The simGaussian function simulates data from the associated linear Gaussian state space model.

Usage

blockpfGaussianOpt(data, particles=1000, lag=5, plot=FALSE) 
  simGaussian(len)

Arguments

data

A vector variable containing the sequence of observations.

particles

An integer specifying the number of particles.

lag

An integer specifying the length of block to use.

plot

A boolean variable describing whether plot should illustrate the estimated path along with the uncertainty.

len

The length of the data sequence to simulate.

Details

The blockpfGaussianOpt function provides a simple example for RcppSMC. It is based on a simple linear Gaussian state space model in which the state evolution and observation equations are: x(n) = x(n-1) + e(n) and y(n) = x(n) + f(n) where e(n) and f(n) are mutually-independent standard normal random variables.
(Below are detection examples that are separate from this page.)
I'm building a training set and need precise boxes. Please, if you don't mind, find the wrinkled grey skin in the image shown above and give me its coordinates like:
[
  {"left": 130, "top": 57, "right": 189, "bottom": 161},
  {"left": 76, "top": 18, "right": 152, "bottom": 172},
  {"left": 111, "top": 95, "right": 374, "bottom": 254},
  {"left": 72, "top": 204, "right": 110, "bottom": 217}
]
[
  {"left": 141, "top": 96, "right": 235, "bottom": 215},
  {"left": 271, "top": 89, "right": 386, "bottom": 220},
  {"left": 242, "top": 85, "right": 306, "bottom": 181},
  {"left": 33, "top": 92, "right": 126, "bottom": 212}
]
The 'optimal' block-sampling proposal described by Doucet et al (2006) is employed.

The simGaussian function simulates from the same model returning both the state and observation vectors.

Value

The blockpfGaussianOpt function returns a matrix containing the final sample paths and a vector containing their weights. The logarithm of the estimated ratio of normalising constants between the final and initial distributions is also returned.

The simGaussian function returns a list containing the state and data sequences.

Author(s)

Adam M. Johansen and Dirk Eddelbuettel

References

A. Doucet, M. Briers, and S. Senecal. Efficient Block Sampling Strategies for sequential Monte Carlo methods. Journal of Computational and Graphical Statistics, 15(3):693-711, 2006.

Examples

sim <- simGaussian(len=250)
  res <- blockpfGaussianOpt(sim$data,lag=5,plot=TRUE)

Conditional Sequential Monte Carlo Examples

Description

The compareNCestimates function generates a Monte Carlo study to compare log-likelihood (normalizing constant) estimates in the standard linear Gaussian state space (LGSS) model: Kalman filter estimates, as the benchmark, are compared to the standard bootstrap particle filter and the conditional bootstrap particle filter estimates (see Details).

The simGaussianSSM function simulates data from a LGSS model (can be used manually to simulate data or runs as a default, if no data is provided, with a default parameter setup, see parameters).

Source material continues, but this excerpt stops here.